Ночь на Литовском Ксения Забкова
© Ксения Забкова, 2020
ISBN 978-5-0050-8817-8
Создано в интеллектуальной издательской системе Ridero
Пролог. Фаза
Старшего брата моей мамы все звали «Фазой», потому что он работал электриком. Спортивная и гибкая, словно у кошки, фигура, копна русых волос, голубая рубашка в полоску и потёртые джинсы. В моей памяти он навсегда остался таким: бегущим под проливным июльским дождём с парой детских резиновых сапог и крошечной тёплой кофтой.
– Сидят… – хмыкнул Фаза, обнаружив бабушку и меня в низенькой будке посреди поля. Я в деталях помню тот день – тот ливень и Фазу, бегущего к нам под струями воды, с моими сапожками в больших ладонях. Когда мы с бабушкой вышли кормить цыплят, светило яркое солнце, будто бы дождь и не думал начинаться. Но дождь застал нас врасплох.
– Ты как нашёл нас? – по привычке чуть строго спросила бабушка. Она всегда так говорила, но в её строгом голосе было больше доброты, чем в чьей-нибудь ласке.
– Да чё там… – неопределённо ответил Фаза, улыбаясь. Он укутал меня в тёплую одежду, взял на руки. И так мы пошли вместе по полевой дороге, бабушка и Фаза со мной на руках. Я обожала маминого брата, наверное, с рождения, сколько себя помнила. Он был моим самым близким и самым молчаливым другом. Я не понимала в свои пять лет, почему все называют его Фазой. Он радовался, когда меня привозили в гости, хоть ничто и не выдавало его радости, кроме светящихся глаз. Ещё говорили, что судьба у Фазы – «сломанная», потому что он «не обзавелся семьей» и всегда жил с матерью (с моей бабушкой). Ходили слухи, что в молодости его предала любимая девушка – я с трудом понимала, что всё это значит, но очень хотела для него другой судьбы. Я ощущала себя семьёй Фазы, уютно устроившись в родных тёплых мозолистых ладонях – в тот день мне мечталось, что однажды добрый волшебник спросит у меня: «Ксюша, какое твое самое заветное желание?». А я отвечу: «Хочу, чтобы Володя смог начать жизнь заново».
1
«Воздушный поцелуй… как маленькое солнце, но все, увы, уйдут – кого ни коронуй…». (с) из песни Тамары Гвердцители.
Москва, сентябрь 2006.
Дверь в мою комнату слегка приоткрылась – плавно, тихо.

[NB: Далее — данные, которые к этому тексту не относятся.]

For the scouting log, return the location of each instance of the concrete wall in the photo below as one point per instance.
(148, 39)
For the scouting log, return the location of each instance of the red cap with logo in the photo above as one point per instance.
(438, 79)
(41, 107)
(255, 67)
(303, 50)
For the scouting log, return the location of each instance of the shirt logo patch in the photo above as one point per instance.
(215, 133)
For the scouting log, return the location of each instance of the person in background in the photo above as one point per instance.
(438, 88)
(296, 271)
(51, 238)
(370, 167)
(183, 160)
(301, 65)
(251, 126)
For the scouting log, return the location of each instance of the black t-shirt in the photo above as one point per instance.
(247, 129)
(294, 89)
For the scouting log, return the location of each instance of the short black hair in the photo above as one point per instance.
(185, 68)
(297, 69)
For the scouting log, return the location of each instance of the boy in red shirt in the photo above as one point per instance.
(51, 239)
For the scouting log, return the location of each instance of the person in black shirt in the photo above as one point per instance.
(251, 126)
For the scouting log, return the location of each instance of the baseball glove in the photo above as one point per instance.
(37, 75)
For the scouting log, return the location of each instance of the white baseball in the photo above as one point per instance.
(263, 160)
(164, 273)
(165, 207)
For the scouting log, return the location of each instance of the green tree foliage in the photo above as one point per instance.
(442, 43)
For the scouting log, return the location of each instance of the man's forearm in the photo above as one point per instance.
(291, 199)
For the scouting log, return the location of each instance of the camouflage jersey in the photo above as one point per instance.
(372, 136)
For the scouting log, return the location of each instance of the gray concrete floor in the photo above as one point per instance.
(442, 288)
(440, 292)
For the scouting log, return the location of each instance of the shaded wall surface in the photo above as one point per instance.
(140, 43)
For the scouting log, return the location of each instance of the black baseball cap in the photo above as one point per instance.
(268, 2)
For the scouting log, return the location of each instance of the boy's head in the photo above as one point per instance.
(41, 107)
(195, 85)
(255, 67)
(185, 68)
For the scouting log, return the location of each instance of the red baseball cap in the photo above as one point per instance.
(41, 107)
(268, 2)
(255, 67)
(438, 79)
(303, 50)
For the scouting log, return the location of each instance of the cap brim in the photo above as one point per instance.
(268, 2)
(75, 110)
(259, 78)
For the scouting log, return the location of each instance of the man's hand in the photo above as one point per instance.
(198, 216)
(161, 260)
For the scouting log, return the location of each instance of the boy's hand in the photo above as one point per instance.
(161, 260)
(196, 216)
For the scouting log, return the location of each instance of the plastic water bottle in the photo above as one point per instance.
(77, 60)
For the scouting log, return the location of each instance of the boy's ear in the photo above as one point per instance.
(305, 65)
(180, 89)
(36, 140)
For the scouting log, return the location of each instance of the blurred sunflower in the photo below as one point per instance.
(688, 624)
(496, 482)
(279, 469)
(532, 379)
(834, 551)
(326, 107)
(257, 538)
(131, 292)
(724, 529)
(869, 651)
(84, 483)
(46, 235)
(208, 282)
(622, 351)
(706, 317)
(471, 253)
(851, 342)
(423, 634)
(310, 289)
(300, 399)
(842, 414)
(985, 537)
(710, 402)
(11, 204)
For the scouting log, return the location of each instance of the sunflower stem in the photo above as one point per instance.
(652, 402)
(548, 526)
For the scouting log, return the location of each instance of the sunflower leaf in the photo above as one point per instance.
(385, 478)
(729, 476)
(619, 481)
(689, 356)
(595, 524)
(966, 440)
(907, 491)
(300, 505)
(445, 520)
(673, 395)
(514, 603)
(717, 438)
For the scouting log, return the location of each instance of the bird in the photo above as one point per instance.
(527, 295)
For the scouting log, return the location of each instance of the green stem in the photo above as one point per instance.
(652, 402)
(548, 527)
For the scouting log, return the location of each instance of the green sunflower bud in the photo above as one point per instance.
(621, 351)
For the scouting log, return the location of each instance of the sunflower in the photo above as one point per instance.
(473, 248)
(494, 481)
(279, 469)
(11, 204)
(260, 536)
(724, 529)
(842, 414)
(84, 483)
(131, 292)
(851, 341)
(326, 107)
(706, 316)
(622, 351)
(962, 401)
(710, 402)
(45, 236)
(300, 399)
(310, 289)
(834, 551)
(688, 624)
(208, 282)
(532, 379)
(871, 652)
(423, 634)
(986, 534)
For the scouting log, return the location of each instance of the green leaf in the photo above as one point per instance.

Отец всегда легонько, осторожно открывал дверь и ходил почти бесшумно – особенно, когда мы с мамой спали.
– Доча, ты не спишь? – спросил он ласково. На нём была тёмно-синяя байковая рубашка, моя любимая. Я куталась в неё, когда его не было дома.
Папа мягко опустился на разобранный диван рядом с мной. У него чуть отросли волосы и теперь непослушными вихрами торчали в разные стороны – мне очень нравилось, когда у отца был такой красивый беспорядок на голове, это делало его, и без того всегда молодого, ещё больше похожим на мальчишку в свои сорок пять. Мы помолчали, улыбаясь друг другу.
– Я тебя очень люблю, – произнес папа с едва заметной улыбкой. – Знаешь, как люблю? Больше жизни.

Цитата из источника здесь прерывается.